The tasks where this applies are narrower than they first appear: structured JSON extraction, classification into fixed categories, routing decisions, tool or function calls. These share a property: correctness is defined by adherence to a schema, not by the quality of deliberation. The model is applying a defined structure, not discovering the right framing. Thinking mode adds tokens and latency without improving the result, and it breaks the parser.

The decision in practice

We ended up with thinking mode on as the default across all our products, and disabled only for the specific competitor tiering task in the tool where we hit the failure. That task takes search results and classifies them into structured tiers with confidence scores and signals. It is classification and extraction. The output schema is fixed. Non-thinking mode produces results that are just as good, because the task does not require deliberation, and it produces them in a format the parser can handle.
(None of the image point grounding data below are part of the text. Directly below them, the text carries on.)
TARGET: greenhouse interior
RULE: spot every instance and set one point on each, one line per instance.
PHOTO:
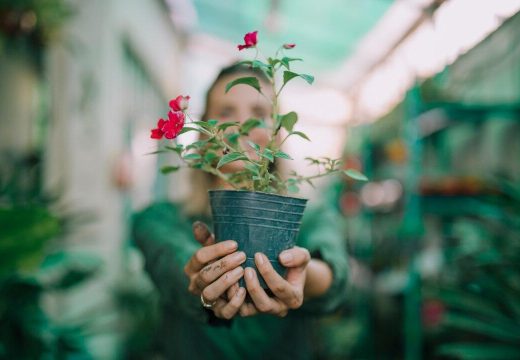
(403, 172)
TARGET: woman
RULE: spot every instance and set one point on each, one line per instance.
(205, 313)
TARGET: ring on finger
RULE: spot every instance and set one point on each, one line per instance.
(205, 304)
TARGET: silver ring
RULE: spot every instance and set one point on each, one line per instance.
(205, 304)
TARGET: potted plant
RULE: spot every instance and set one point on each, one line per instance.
(256, 212)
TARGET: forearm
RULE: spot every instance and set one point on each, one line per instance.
(318, 279)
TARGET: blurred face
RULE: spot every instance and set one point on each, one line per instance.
(241, 103)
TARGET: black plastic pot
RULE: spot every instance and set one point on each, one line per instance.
(259, 222)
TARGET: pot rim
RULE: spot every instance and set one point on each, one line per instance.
(258, 192)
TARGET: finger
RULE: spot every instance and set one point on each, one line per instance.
(215, 290)
(247, 309)
(291, 296)
(208, 253)
(230, 309)
(297, 256)
(202, 234)
(213, 271)
(258, 295)
(232, 291)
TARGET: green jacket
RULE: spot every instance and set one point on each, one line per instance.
(188, 331)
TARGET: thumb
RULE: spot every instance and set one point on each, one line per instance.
(202, 234)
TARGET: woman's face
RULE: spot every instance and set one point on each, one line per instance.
(240, 104)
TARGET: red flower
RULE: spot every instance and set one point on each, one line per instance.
(250, 40)
(158, 133)
(180, 103)
(174, 125)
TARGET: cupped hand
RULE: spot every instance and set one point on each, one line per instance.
(213, 270)
(288, 293)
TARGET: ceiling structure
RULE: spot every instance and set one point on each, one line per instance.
(326, 32)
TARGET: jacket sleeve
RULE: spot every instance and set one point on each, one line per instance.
(322, 233)
(165, 239)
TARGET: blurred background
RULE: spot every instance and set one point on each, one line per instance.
(423, 96)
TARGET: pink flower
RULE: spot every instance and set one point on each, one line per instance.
(180, 103)
(174, 125)
(250, 40)
(158, 133)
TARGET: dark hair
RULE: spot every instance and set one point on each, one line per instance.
(233, 69)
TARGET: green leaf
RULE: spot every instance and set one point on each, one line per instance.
(169, 169)
(257, 64)
(212, 122)
(475, 351)
(230, 158)
(253, 145)
(186, 129)
(356, 175)
(228, 124)
(293, 188)
(268, 154)
(197, 144)
(192, 156)
(249, 125)
(300, 134)
(248, 80)
(178, 148)
(210, 156)
(282, 155)
(289, 75)
(252, 167)
(232, 138)
(286, 61)
(288, 120)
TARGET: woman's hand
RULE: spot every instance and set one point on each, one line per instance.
(288, 293)
(212, 271)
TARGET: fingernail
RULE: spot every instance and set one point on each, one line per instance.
(239, 256)
(286, 256)
(249, 273)
(232, 245)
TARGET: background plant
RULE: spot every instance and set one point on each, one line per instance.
(480, 286)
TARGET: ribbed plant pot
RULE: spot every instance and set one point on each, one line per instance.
(258, 222)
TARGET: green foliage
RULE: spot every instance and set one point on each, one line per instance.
(27, 271)
(289, 75)
(248, 80)
(480, 287)
(221, 143)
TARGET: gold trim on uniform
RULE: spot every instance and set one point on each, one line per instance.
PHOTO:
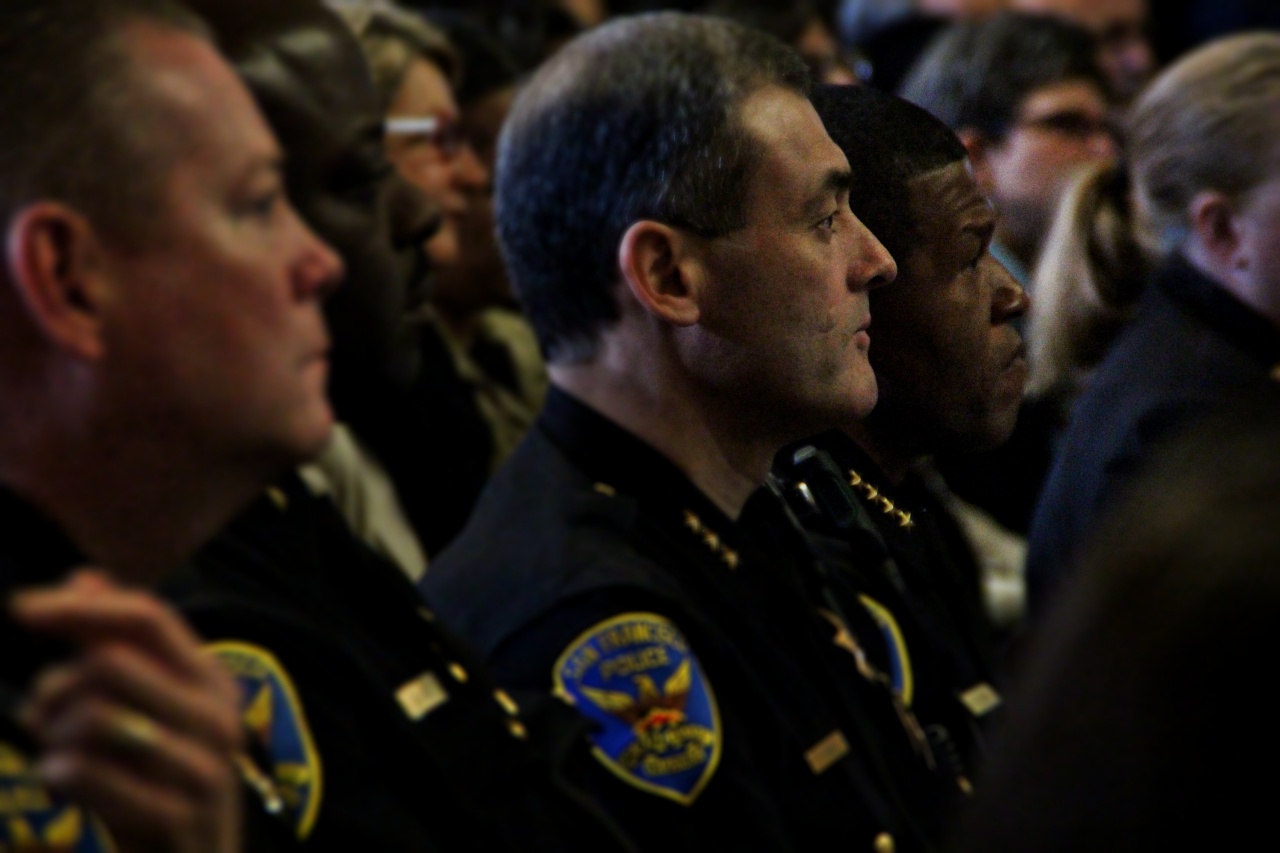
(421, 696)
(880, 501)
(826, 752)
The results from that task, after the fix, were exactly what you would want: relevant competitors correctly tiered, confidence scores that made sense, signals that supported the classification, and no hallucinations. Non-thinking mode is genuinely adequate for that class of task. The quality is not degraded because there was no deliberative reasoning to lose.

The same would not be true, for example, of the theme extraction or regulatory explanation tasks running in our other apps. Those tasks produce prose, require genuine reasoning across multiple sources, and benefit from the model working through the problem before answering. Disabling thinking there would be a net negative.
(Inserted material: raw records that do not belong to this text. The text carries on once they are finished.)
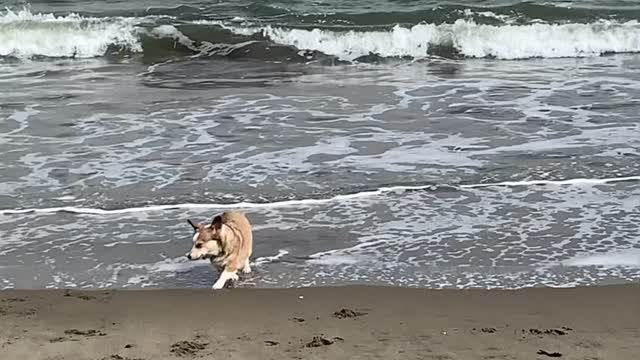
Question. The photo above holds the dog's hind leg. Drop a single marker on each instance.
(226, 275)
(247, 267)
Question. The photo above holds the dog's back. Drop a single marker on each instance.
(241, 239)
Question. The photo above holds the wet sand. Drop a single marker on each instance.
(353, 322)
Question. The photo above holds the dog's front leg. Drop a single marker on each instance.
(226, 275)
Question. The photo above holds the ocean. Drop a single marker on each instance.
(469, 144)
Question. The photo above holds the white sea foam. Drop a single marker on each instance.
(467, 37)
(24, 34)
(311, 202)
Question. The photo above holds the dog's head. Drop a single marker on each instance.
(207, 240)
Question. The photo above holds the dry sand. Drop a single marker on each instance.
(351, 322)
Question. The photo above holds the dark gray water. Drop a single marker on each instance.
(439, 160)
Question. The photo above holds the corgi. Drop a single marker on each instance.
(227, 242)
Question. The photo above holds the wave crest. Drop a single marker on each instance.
(467, 39)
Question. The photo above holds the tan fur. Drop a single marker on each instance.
(227, 242)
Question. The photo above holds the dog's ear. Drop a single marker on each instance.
(216, 223)
(192, 224)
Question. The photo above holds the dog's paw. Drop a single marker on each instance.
(217, 286)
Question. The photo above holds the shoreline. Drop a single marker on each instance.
(342, 322)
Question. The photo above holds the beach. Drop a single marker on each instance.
(425, 179)
(350, 322)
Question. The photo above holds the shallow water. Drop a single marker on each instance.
(432, 171)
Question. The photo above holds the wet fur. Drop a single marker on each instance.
(227, 242)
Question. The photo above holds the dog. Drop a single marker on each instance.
(227, 242)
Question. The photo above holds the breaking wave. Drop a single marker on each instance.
(466, 38)
(26, 35)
What this looks like as a decision rule

Before adding a generation task to a pipeline, two questions determine whether to disable thinking.

The first: is the output schema fixed? If the task returns structured JSON, a classification label, or a routing decision, disable thinking. The model cannot reliably follow format constraints when thinking mode produces reasoning prose before the output. If the task returns prose where the structure is flexible, leave thinking on.
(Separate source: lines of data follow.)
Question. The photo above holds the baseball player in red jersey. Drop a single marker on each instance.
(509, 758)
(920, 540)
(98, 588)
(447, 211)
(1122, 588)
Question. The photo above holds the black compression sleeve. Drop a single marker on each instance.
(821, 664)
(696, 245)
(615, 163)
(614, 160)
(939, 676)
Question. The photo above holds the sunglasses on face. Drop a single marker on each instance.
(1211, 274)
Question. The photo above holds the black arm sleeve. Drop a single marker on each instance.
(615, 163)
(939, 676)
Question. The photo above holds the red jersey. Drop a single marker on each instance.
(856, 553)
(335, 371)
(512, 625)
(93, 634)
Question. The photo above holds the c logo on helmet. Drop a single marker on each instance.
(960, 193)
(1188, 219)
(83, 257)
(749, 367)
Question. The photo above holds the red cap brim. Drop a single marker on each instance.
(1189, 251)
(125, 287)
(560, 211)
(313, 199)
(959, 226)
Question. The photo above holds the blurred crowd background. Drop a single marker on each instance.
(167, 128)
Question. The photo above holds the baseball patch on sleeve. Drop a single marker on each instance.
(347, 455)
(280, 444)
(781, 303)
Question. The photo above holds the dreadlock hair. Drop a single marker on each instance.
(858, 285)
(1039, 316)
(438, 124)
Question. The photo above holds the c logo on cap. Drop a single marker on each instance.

The second: does the task require deliberation across competing or ambiguous inputs? If the task is primarily extractive or classificatory, the answer is no. The model is applying a defined structure, and non-thinking mode is adequate. If the task requires genuine reasoning, weighing evidence, or synthesising across multiple sources, thinking mode improves the output and the cost is worth paying.

Both conditions point in the same direction for most tasks. Prose generation tasks benefit from thinking and do not have format constraints that break. Structured output tasks have format constraints that break with thinking and do not benefit from deliberation anyway. The cases where the two conditions point in different directions are the ones worth examining carefully.

The honest cost of getting it wrong in either direction

Leaving thinking mode on for a JSON task produces a parsing failure. The pipeline stops. The error is logged. The failure is loud, immediate, and fixable. You know exactly what went wrong.

Disabling thinking for a prose task that benefits from deliberation produces something subtler. The output is returned. It is formatted correctly. It may even look right. But it is shallower than it should be. The model did not work through the problem before answering. For tasks where the quality of reasoning is the product, that degradation is real and it accumulates across every call.

The first failure is loud and easy to fix. The second is quiet and easy to miss until something downstream goes wrong.

That asymmetry matters when the instinct is to disable thinking globally as a defensive measure after hitting the JSON failure. The safe-feeling choice is actually the one that degrades your product silently. The right choice is to be specific: disable thinking exactly where the output schema requires it, and nowhere else.